RALEIGH, N.C. -- In a final push to pass an amendment to the state constitution banning gay marriage, the bishops of the Raleigh and Charlotte Catholic dioceses have mailed postcards to registered Catholics in the state urging them to vote in favor of what they're calling the "marriage amendment."
North Carolina will vote on the amendment Tuesday May 8.
The post card campaign has prompted a complaint to the N.C. State Board of Elections, according a story in Raleigh’s The News & Observer .
Charlotte diocese director of communication David Hains said the diocese sent 56,000 two-sided color glossy postcards to all registered Catholic families in the diocese that covers the western portion of the the state. The diocese used the mailing list of households that receive The Catholic News Herald, the diocesan newspaper.
On its web site, the Diocese of Raleigh, which also sent out the same postcards, claims a circulation of about 70,000 households for NC Catholics, a glossy magazine that's published 10 times annually and mailed to registered Catholics. Hains said he could not release the cost of the mailing.
Titled, "Why Traditional Marriage Matters," the postcard, which features photos of both Bishop Michael Burbidge of Raleigh and Bishop Peter Jugis of Charlotte, states on both sides "On May 8, vote FOR marriage." It also includes a quote from Matthew -- "From the beginning the Creator made them male and female and said: For this reason a man shall leave his father and mother and be joined to his wife and the two shall become flesh." (Matt. 19:4-5)
If passed, the amendment, the state constitution would define marriage as being between one man and one women. Same-gender marriage is already illegal in the state. Although the amendment is simply titled, "Constitutional Amendment" on the statewide ballot, opponents have chosen to call the measure "Amendment 1," a term Hains opposes, but one that is widely used by the new media to identify the measure.
"The opponents to the amendment, they never use the word marriage to describe the marriage amendment, and I think that is a way to demonize it," Hains said. "They either did that out of ignorance or deceit. Now, I don't think the people that run that campaign are ignorant in any way, shape or form.
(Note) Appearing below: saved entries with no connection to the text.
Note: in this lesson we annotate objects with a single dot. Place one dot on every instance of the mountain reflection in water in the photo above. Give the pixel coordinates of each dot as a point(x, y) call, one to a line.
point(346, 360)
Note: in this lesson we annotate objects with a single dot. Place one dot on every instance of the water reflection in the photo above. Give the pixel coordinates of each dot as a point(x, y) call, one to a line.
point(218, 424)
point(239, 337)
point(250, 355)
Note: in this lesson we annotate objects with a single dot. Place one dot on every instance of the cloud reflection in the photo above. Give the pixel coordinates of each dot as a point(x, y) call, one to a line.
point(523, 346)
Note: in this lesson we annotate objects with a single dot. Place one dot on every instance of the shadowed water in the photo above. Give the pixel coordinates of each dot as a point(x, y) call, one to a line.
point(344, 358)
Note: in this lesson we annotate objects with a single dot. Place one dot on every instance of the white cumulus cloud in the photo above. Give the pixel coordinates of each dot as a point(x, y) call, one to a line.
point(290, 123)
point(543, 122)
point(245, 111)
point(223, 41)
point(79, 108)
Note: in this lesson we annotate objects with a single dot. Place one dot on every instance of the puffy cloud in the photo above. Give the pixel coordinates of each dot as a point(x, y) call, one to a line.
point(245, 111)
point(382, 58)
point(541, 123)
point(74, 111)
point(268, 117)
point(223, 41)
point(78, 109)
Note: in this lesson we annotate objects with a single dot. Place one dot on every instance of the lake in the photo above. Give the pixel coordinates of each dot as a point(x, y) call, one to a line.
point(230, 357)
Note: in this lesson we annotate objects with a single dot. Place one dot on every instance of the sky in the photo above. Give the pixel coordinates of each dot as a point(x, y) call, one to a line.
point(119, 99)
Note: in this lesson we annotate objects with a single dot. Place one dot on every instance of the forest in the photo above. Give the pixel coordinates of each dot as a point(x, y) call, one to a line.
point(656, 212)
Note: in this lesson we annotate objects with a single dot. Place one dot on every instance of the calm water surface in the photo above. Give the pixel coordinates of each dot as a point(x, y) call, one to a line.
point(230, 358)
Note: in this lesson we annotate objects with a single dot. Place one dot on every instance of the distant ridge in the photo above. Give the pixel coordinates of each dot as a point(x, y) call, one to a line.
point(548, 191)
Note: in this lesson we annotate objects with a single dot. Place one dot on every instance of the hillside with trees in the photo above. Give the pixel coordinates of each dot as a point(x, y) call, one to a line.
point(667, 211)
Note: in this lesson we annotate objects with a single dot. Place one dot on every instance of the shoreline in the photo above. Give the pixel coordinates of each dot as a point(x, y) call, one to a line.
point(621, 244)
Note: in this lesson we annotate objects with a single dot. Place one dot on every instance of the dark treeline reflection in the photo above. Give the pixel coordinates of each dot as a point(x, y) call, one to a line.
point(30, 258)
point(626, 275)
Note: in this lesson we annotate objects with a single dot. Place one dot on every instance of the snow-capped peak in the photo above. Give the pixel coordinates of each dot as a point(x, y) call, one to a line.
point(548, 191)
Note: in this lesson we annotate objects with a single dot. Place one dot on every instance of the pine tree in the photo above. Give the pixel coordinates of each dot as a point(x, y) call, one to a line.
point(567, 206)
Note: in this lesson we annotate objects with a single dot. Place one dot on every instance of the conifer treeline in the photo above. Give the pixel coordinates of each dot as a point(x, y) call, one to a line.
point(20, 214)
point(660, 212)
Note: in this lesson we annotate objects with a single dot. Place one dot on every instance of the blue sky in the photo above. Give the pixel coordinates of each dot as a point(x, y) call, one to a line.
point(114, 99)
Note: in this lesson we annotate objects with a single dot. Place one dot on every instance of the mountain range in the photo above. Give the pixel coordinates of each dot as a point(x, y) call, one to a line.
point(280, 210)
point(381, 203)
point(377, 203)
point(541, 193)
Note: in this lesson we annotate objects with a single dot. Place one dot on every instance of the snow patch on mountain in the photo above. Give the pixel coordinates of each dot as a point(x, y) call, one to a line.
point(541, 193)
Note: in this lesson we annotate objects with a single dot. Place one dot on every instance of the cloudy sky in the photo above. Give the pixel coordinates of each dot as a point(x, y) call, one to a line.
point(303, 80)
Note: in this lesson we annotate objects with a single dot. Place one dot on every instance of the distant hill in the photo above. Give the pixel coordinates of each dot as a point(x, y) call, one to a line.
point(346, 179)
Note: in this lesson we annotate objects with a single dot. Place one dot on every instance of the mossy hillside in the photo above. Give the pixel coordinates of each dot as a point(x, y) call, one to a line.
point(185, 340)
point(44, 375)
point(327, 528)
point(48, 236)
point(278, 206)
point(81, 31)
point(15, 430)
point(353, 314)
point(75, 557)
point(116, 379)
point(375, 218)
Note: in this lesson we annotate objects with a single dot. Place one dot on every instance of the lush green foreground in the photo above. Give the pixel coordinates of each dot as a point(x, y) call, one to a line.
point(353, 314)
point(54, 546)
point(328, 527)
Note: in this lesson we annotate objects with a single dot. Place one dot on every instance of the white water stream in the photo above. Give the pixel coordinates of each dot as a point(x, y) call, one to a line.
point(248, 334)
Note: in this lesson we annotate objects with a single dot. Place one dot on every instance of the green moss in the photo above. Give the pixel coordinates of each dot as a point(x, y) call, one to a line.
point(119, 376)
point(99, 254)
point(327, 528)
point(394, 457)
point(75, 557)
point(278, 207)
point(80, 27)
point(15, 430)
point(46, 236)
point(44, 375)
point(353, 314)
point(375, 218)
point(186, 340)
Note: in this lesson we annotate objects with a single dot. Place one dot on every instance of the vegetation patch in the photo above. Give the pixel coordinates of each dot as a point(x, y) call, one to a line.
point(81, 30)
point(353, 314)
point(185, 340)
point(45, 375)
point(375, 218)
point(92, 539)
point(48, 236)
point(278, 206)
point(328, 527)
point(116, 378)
They raised over two million bucks [in opposition to the amendment]. It's all about marriage."
According to a story in Raleigh’s The News & Observer, Carol Love, the former executive director of Common Cause North Carolina, a liberal-advocacy group, filed a complaint with the state board of elections over the postcard.
"My complaint is that the Catholic Diocese of Raleigh does not seem to be adhering to all state, and possibly federal, election and lobby laws, including reporting requirements, and request that the board of elections investigate this matter," Love wrote.
The postcard campaign is another setback for opponents of the amendment in the final days before the vote. On Wednesday, North Carolina's best-known evangelist, the Rev. Billy Graham, threw his support behind the amendment.
"Watching the moral decline of our country causes me great concern," Graham said in an excerpt from a statement that will be published in 14 newspapers statewide. "I believe the home and marriage is the foundation of our society and must be protected.
"At 93, I never thought we would have to debate the definition of marriage. The Bible is clear — God’s definition of marriage is between a man and a woman. I want to urge my fellow North Carolinians to vote for the marriage amendment.”
Graham’s statement was issued by the Charlotte-based Billy Graham Evangelistic Association. William Martin, who wrote the authorized Graham biography "A Prophet With Honor," told the Associated Press he "couldn't recall another effort by the Billy Graham Evangelistic Association like the one the ministry plans in support of Amendment One."